B. General Working Practices
- Both the client and company will look to achieve a 2 business day SLA (or response time) to any communications. This is not a guarantee but a guideline both parties look to achieve.
- Any work that is asked to review will be assumed completed or accepted if no changes are requested or communications after 7 calendar days of being notified of the work completion.
- Any meetings in which the client does not attend or cancels within 24 hours of the meeting start time will be billed via the retainer scope for the time booked. Any meetings rescheduled within 24 hours of the meeting start time are also considered a cancellation of that specific meeting as it blocks the company and other customers from working together.
C. Hourly Services
- The Client will:
- Pay for the hours worked by the Company based on the pricing table below in the agreed upon timeline of the MSA. Invoices for this scope of work would be sent after the month ends. These fees or costs are separate from the implementation cost.
- Own all internal budget processes and approvals as The Company may have multiple stakeholders throughout the relationship.
- Own all internal budget processes and approvals as The Company may have multiple stakeholders throughout the relationship.
- Request work via email or meetings with The Company and its affiliates.
- Pay for meetings in which they do not attend and/or cancel or notify the Company within 24 hrs of the scheduled meeting. These meetings are considered “No Shows”.
- The Company will:
- Track time for all requested time worked and deliverable requested and agreed upon by both parties.
- Provide an invoice monthly based on time worked.
- Allow for the scope of the work to be open ended to allow for the most value to The Client
- Update The Client within reason on how much time has been spent in total
- Hours can be used on the following but are not limited to:
- Advise in configurations within Rippling per The Client’s strategic goals and needs.
- Configure Rippling per The Client’s requirements and based upon Rippling product capabilities and limitations.
- Attend meetings pertaining to requirements gathering and advise on Rippling best practices.
- Train or educate the The Client’s admin team on how to use Rippling for their needs.
- Recruiting strategy and placement of hires.
- Payroll tax notice advice.
- The Company will not:
- Rollover or carryover hours from a previous or current period to following or future periods
D. Tax registrations
- The Company will:
- Complete registration for the following types of payroll tax accounts upon request from the client:
- US States and/or territory accounts
- Local accounts
- Investigate payroll tax accounts upon request from the client.
- Start and complete deliverables upon the request of the Client with agreement from both parties on the scope via email.
- Invoice The Client for any fees associated with the creation or activation processes of the accounts in scope charged to The Company. The Client agrees to pay these invoices within the agreed upon MSA timeline based on the pricing table below. Invoices will be generated for any requested item and therefore if the client cancels the request deliverables will still be invoiced for the time spent.

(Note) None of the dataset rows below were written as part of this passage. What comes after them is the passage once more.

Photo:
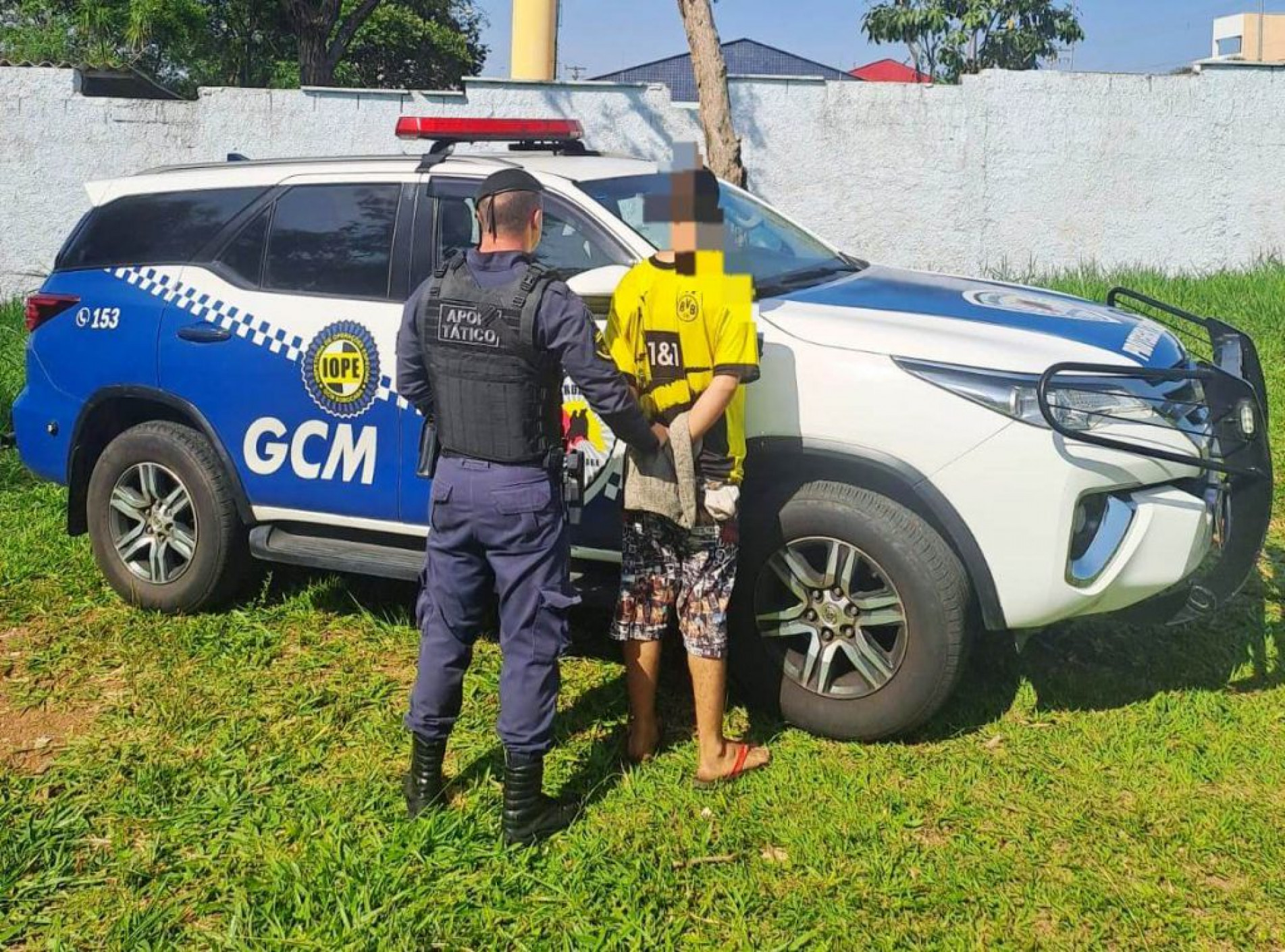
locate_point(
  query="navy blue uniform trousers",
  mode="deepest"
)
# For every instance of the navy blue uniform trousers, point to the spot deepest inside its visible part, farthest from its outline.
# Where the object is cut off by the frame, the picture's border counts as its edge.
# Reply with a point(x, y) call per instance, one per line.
point(495, 531)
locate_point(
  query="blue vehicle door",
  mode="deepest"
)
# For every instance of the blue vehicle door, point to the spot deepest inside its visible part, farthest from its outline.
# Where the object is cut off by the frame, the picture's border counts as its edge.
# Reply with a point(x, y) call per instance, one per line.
point(284, 340)
point(572, 243)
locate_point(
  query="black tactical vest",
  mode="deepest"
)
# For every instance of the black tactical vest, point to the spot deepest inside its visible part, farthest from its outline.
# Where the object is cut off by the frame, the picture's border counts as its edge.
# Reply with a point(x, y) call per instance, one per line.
point(496, 396)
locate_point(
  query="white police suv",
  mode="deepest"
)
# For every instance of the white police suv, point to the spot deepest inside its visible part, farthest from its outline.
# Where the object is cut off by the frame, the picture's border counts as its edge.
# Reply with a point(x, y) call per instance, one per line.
point(211, 369)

- Complete registration for the following types of payroll tax accounts upon request from the client:
- The Company will not:
- Provide legal or accounting advice on The Client’s taxation.
2. Excluded Services:
Under no circumstances will the Services provided by The Company include the following:
- Advising on compliance with US state, US federal and International regulations.
- Advising on the content of any company documents and their compliance with state and federal regulations.
3. Timeline for Services
The Implementation Services shall commence on SignatorySignatureDate and shall be completed by , subject to any delays caused by change orders, untimely acceptance of deliverables, or other issues outside of The Company’s Control. The Hourly Services shall commence on SignatorySignatureDate and shall be completed by “END DATE” subject to any delays caused by change orders, untimely acceptance of deliverables, or other issues outside of The Company’s Control.